Irony grips sub force command change
By William Cole
Advertiser Staff Writer
On a day when the U.S. Pacific Fleet's submarine force changed command and said goodbye to their beloved leader, the specter of the Greeneville tragedy just would not go away.
First there was the unspoken irony: The ceremony had been scheduled to be aboard the Greeneville but was switched after the accident, which claimed the lives of nine people aboard Japanese ship.
Capt. Robert Brandhuber, chief of staff of the submarine force, who served as master of ceremonies yesterday, was among those riding as a guest on the Greeneville when the accident occurred nine miles south of Diamond Head.
Retired Adm. Richard Macke, who asked that the trip be organized to accommodate civilian visitors, sat in the front row.
Key naval officers assembled yesterday with one notable exception.
Cmdr. Scott Waddle was absent. On Monday, Adm. Thomas Fargo found the Greeneville's former skipper guilty of dereliction of duty and subjecting a vessel to a hazard.

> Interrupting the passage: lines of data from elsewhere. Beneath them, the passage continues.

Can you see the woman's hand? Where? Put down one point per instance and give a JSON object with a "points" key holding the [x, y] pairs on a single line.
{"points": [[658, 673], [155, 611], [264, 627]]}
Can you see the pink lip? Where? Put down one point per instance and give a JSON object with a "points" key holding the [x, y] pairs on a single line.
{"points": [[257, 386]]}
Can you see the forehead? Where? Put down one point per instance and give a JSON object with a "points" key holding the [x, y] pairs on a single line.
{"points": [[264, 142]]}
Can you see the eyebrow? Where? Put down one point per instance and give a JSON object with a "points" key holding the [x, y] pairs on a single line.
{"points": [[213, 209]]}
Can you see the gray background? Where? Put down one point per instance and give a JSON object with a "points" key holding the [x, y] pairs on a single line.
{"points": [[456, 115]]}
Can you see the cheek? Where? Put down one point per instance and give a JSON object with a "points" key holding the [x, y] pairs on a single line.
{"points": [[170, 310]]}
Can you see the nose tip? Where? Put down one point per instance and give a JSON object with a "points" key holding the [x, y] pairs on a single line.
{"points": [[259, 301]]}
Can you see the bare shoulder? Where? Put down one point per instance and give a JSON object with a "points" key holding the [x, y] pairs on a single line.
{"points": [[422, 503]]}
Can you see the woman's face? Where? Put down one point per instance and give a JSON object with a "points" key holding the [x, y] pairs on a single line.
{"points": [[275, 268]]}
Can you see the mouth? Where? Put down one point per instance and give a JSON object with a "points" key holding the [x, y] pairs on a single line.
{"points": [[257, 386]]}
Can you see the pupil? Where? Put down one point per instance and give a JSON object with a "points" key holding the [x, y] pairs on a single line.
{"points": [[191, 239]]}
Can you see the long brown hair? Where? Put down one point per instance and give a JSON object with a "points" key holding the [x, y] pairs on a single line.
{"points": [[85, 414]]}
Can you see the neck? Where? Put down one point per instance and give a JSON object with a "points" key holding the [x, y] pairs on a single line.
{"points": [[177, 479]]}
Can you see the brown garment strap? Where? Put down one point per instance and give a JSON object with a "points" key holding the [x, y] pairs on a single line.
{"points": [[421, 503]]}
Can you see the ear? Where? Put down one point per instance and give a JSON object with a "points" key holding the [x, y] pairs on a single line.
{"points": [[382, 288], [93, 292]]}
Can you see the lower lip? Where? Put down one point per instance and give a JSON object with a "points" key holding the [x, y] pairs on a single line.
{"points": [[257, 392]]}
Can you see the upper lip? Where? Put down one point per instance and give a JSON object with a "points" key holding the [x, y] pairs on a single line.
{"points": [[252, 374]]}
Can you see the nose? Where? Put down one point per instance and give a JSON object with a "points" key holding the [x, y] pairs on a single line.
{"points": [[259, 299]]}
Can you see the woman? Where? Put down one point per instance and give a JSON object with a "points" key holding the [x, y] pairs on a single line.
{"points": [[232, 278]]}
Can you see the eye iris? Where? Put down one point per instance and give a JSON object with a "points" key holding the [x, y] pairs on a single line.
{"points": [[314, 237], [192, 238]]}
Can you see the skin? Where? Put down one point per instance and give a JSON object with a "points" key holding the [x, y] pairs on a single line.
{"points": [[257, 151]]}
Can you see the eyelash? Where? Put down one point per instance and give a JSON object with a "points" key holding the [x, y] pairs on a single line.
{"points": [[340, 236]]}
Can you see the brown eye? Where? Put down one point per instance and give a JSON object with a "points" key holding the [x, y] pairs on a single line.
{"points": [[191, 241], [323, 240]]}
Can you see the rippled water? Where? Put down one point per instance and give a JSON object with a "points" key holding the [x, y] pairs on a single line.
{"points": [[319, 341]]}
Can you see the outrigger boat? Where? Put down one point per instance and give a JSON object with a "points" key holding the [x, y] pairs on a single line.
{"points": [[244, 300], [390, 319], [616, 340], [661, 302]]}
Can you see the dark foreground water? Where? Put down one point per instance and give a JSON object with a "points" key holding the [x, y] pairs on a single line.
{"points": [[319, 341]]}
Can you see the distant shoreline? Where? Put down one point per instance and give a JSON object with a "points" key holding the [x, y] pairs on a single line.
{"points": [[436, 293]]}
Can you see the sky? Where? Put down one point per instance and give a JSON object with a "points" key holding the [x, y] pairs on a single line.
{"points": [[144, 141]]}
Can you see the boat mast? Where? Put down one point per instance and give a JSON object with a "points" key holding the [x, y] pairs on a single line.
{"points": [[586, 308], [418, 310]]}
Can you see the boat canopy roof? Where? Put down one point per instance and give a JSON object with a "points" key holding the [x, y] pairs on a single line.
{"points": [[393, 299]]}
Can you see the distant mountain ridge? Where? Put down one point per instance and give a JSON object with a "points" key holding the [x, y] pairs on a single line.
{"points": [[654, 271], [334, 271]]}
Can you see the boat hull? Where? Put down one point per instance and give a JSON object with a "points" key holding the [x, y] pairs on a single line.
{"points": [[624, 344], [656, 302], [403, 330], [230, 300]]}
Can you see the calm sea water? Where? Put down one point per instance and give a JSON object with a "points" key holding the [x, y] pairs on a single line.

Konetzni, a mentor of Waddle's, has been nominated for promotion to vice admiral and assignment as chief of staff and deputy commander of the U.S. Atlantic Fleets headquartered in Norfolk, Va.
"It's easy to watch the thousands of talking heads on various news shows and it's easy to talk about what goes on in the arena if you're not in it," he told the assembled visitors. "You don't, because you are there making history and waging a battle that puts your lives at stake, a battle to maintain global peace and stability."
Fargo, commander of the U.S. Pacific Fleet, made a reference to the Ehime Maru: "It's been difficult for us, I think, because we know we are better than this. We don't expect these kinds of mistakes to be made and we have a hard time believing they could."